Exposition du 15_06_2012 //03_07_2012
La clef – Espace culturel & transversale.
46 Rue de Mareil, 78100 Saint-Germain-en-Laye.
http://www.laclef.asso.fr/Contactsindex.htm
http://www.josemanlius.com/intangible-experiences/

« Expériences immatérielles »

JOSÉ MAN LIUS. Originaire des Antilles, vit et travaille à Paris.
A la fois vidéaste, performeur, photographe et plasticien et originaire des Antilles, c’est non seulement par son regard mais aussi par toute une suite d’expériences en rapport avec ses terres caribéennes, mais aussi une couleur de peau et une histoire, que José Man Lius entend nous faire partager sa réflexion et  son questionnement sur la construction identitaire, la place de l’individu et sa façon d’assimiler ses origines dans un mode globalisé.
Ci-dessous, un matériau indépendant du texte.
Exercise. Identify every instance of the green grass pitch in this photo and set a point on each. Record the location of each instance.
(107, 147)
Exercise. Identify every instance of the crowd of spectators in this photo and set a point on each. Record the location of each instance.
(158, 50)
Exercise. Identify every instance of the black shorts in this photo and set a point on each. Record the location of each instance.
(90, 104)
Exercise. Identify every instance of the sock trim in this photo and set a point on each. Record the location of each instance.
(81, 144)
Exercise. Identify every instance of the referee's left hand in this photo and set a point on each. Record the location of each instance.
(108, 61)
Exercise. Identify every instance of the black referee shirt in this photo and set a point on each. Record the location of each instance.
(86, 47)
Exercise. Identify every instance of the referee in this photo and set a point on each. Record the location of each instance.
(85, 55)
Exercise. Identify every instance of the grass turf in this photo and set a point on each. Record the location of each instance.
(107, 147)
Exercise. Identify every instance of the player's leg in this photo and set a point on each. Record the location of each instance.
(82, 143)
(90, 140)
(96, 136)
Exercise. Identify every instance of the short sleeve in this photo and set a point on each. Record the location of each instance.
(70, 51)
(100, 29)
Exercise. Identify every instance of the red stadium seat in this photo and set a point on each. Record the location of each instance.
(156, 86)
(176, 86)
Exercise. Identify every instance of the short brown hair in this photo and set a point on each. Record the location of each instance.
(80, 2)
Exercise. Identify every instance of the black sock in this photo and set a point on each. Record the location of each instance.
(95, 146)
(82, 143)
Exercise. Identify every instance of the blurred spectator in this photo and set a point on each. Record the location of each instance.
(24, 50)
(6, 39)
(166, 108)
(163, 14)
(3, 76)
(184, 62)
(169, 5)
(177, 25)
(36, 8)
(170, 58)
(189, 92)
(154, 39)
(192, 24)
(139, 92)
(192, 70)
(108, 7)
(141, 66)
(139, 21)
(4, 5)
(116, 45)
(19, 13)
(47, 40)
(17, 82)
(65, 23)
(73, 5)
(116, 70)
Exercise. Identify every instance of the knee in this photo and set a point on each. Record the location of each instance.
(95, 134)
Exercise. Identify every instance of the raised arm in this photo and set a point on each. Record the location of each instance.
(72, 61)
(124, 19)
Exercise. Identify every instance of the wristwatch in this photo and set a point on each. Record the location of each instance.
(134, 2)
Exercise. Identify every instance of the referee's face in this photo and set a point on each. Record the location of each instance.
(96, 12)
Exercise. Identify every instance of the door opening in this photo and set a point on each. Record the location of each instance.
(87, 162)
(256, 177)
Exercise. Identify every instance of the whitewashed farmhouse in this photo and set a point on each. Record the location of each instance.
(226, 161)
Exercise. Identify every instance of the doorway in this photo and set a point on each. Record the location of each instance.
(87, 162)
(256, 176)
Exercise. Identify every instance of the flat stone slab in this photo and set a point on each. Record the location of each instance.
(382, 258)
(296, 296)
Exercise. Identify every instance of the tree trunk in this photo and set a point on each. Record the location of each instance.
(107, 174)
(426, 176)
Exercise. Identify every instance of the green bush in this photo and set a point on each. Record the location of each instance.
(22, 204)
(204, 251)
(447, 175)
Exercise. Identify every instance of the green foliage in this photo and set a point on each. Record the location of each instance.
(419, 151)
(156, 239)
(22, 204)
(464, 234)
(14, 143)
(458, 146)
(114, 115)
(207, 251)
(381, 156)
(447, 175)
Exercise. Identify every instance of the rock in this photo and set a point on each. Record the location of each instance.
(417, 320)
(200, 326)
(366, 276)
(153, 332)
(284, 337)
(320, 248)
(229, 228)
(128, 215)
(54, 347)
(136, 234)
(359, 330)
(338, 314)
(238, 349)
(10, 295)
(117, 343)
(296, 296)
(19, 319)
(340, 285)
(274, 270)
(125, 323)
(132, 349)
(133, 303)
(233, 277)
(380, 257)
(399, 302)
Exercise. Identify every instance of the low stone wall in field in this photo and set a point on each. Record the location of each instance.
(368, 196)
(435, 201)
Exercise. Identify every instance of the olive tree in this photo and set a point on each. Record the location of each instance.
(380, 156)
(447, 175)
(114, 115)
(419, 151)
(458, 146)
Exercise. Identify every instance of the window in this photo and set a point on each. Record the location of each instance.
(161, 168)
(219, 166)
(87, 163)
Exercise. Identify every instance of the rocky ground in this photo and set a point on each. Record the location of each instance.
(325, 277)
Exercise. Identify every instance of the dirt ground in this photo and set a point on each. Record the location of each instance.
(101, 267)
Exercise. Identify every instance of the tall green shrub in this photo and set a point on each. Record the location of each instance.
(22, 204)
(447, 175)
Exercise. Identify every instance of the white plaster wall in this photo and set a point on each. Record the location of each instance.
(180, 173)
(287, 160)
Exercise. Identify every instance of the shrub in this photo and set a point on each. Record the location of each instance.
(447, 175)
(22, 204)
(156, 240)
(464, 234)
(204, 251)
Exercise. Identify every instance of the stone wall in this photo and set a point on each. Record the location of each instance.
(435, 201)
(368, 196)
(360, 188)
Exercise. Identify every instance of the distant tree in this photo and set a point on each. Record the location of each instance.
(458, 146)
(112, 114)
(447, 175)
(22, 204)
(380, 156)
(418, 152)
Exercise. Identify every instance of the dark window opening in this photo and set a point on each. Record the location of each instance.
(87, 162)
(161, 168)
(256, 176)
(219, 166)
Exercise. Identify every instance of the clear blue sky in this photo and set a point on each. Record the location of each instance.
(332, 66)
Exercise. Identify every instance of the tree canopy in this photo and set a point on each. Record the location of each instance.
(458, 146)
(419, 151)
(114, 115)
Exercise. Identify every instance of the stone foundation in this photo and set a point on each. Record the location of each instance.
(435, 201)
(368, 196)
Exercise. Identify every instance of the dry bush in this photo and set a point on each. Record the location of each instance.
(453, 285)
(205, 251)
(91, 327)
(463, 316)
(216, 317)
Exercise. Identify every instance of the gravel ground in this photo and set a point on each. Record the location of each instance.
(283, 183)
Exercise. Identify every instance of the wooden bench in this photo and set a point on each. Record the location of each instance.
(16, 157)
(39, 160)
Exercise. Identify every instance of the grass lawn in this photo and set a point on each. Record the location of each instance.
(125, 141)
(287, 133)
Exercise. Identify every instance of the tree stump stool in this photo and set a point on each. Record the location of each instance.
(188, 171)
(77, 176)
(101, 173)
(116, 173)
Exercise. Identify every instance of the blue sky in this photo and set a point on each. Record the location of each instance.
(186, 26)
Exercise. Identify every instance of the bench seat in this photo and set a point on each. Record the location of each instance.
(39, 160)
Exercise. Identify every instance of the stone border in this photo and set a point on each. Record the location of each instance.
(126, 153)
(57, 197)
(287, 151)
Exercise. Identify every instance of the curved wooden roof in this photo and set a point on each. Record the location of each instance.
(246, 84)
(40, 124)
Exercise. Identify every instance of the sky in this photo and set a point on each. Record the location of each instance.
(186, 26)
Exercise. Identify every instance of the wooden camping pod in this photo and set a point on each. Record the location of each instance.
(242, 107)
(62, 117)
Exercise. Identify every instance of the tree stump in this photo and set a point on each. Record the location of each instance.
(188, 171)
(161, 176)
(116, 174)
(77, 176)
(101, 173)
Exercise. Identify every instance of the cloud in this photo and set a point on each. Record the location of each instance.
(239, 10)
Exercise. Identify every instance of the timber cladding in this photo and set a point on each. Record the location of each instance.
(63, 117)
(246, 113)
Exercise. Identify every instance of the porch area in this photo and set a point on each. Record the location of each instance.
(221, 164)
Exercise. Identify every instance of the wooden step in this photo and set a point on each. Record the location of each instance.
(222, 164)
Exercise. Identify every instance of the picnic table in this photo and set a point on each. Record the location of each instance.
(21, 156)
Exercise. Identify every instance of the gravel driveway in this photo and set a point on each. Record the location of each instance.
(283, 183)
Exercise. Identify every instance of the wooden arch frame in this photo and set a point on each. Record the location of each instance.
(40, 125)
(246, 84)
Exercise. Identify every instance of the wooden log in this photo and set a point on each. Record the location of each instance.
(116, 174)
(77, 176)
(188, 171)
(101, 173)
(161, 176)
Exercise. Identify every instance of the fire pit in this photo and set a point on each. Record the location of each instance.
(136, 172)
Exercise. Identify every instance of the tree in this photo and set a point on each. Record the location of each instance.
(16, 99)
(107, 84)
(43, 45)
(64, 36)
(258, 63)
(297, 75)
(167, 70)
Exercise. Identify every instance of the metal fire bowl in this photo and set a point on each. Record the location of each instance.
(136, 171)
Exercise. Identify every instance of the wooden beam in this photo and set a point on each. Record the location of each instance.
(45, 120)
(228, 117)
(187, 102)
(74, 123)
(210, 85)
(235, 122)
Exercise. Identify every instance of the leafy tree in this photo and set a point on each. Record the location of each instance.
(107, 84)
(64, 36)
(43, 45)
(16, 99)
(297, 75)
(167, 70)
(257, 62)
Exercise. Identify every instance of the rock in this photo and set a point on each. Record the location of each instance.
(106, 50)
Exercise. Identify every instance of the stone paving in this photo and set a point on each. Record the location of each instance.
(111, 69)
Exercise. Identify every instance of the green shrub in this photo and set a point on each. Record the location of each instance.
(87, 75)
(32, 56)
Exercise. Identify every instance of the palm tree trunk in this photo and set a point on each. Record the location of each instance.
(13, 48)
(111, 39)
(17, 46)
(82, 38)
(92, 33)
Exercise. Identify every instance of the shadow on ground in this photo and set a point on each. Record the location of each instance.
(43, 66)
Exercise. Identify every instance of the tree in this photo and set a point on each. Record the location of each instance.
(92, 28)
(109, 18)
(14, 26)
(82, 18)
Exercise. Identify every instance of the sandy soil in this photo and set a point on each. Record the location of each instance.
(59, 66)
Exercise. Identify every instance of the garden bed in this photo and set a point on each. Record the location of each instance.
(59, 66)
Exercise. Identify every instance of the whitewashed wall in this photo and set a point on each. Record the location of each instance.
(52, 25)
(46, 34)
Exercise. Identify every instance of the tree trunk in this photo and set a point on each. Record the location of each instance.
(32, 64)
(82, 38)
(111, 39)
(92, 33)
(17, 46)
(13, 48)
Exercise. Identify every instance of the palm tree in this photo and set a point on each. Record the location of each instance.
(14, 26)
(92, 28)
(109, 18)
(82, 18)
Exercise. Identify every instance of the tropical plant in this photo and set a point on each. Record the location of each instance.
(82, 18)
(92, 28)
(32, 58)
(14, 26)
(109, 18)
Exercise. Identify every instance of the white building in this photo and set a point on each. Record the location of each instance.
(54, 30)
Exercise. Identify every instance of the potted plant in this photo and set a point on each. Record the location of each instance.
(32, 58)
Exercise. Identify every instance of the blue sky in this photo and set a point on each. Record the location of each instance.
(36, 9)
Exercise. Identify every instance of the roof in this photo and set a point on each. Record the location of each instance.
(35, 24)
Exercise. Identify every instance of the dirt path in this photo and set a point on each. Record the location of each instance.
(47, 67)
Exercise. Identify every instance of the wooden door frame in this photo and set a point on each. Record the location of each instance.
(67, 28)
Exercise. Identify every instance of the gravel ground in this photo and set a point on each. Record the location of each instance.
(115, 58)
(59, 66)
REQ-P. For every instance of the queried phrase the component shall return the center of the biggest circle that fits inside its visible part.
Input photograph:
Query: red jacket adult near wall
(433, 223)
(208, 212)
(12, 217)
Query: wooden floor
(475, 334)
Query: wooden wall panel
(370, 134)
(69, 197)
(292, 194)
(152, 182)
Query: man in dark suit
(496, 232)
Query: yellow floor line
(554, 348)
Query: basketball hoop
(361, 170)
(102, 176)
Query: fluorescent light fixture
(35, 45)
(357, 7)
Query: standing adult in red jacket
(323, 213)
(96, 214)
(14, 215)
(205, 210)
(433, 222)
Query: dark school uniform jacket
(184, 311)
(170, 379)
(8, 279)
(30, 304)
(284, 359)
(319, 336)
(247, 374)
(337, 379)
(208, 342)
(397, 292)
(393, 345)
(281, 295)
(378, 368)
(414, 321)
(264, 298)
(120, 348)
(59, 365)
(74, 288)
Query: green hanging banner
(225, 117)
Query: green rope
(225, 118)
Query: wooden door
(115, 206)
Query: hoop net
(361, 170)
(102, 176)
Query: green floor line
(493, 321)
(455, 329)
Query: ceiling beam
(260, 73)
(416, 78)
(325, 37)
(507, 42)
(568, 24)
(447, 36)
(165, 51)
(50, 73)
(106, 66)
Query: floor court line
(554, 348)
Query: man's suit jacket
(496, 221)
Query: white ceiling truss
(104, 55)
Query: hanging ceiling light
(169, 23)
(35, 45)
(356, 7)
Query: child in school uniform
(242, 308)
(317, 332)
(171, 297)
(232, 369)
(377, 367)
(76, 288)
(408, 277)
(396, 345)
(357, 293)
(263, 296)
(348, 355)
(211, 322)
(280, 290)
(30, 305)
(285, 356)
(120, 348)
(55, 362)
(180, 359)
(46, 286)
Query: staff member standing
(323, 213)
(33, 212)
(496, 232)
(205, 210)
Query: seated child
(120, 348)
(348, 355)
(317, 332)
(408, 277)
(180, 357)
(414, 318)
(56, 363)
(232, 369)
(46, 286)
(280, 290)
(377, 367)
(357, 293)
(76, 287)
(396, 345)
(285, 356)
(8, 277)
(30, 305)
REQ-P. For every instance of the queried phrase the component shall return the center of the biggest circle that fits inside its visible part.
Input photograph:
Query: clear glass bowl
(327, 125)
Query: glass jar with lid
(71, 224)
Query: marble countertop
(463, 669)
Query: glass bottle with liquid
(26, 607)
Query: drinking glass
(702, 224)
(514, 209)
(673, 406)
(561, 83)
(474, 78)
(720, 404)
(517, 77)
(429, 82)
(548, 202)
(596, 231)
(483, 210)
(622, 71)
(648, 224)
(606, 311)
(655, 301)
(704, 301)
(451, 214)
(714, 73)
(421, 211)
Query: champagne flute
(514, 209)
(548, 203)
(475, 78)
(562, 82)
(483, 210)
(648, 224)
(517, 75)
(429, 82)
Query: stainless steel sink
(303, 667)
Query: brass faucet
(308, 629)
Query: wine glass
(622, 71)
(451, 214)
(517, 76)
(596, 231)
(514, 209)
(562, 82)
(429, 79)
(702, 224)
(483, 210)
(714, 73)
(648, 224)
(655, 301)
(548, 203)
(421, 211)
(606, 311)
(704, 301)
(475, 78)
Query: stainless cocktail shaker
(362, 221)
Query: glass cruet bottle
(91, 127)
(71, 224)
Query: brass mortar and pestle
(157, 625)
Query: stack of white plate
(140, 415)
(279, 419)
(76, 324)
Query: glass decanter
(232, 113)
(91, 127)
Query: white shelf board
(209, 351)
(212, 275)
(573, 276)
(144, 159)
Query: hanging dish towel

C’est dans un espace volontairement déstructure, ou le croisement de ses films, ses photos, ses performances, et ses sculptures-objets, nous convie à vivre une expérience phénoménologique où chacun peut librement prendre part à ce puzzle culturel, tout en se questionnant sur les liens que peuvent tisser l’art, la nature, le patrimoine immatériel, l’atavisme, les phénomènes chamaniques, et autant de forces invisibles qui influencent et changent nos perceptions.

En nous donnant à vivre des événements insolites et esthétiques, il se dégage du travail de José Man Lius, un paradoxe poétique où l’art numérique et les nouveaux médias se mêlent avec la terre et les sensations tellurique, Une recherche qui permet d’éprouver ce que peut être le métissage culturel constitutif d’une identité.